History to Chart Expedition for Christopher Columbus' Lost Santa Maria

Underwater expert Barry Clifford believes he has found the explorer's long-lost ship off the northern coast of Haiti.

History Channel is setting its sights on Christopher Columbus' lost ship.

The cable network and October Films have snagged exclusive rights to the marine investigators' exploration of what they believe to be the wreckage site of Columbus' ship, the Santa Maria, which sunk on Christmas Day in 1492 in the Caribbean. History will air the expedition at a later date.

A team led by underwater archaeologist Barry Clifford believes they have indeed located the ship's remains off the coast of Haiti. In the coming months, Clifford plans to hold further investigations of the wreckage site to confirm that it is the Santa Maria.

“All the geographical, underwater topography and archaeological evidence strongly suggest that this wreck is Columbus’ famous flagship,” Clifford said. “I am confident that a full excavation of the wreck will yield the first ever detailed marine archaeological evidence of Columbus’ discovery of America.”

“We’re excited to partner with October Films on what could be the discovery of the century,” said Dirk Hoogstra, executive vp and general manager of History and H2. “Its not everyday where we get an opportunity to be a part of a potential history defining expedition. We look forward to telling the story of the Santa Maria and seeing what Barry Clifford uncovers.”

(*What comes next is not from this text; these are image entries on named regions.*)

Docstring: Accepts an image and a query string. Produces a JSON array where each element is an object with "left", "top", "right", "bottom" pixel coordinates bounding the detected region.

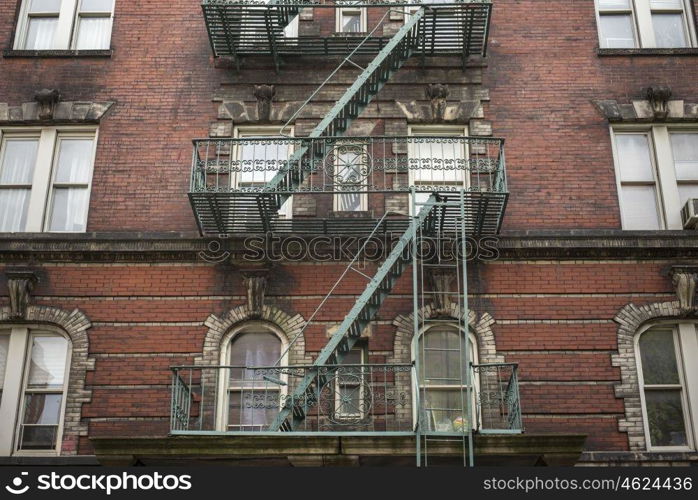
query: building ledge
[
  {"left": 2, "top": 49, "right": 114, "bottom": 58},
  {"left": 91, "top": 433, "right": 586, "bottom": 466},
  {"left": 597, "top": 47, "right": 698, "bottom": 57}
]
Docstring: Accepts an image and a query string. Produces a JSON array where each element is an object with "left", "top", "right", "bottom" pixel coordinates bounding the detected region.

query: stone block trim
[
  {"left": 611, "top": 300, "right": 695, "bottom": 452},
  {"left": 0, "top": 101, "right": 115, "bottom": 125},
  {"left": 0, "top": 306, "right": 95, "bottom": 455}
]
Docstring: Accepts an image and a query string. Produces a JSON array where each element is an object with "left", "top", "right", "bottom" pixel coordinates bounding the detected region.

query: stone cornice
[{"left": 0, "top": 230, "right": 698, "bottom": 265}]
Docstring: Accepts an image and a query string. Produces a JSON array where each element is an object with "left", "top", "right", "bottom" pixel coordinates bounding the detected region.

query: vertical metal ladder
[
  {"left": 268, "top": 195, "right": 437, "bottom": 432},
  {"left": 412, "top": 190, "right": 476, "bottom": 467}
]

The Santa Maria was used in 1492 when Columbus went across the Atlantic and discovered the New World. On Christmas Eve, the ship crashed on a coral reef in the northern coast of Haiti. Columbus wrote about the wreck and the aftermath, but the ship's final location had remained unknown for centuries.

Clifford and his team used two pieces of historical information to pinpoint the ship's location, cross-checking it with Columbus' journal. They were led to a site they had initially discovered more than a decade ago in 2003.

Clifford has investigated more than 400 seabed anomalies off the coast of Haiti.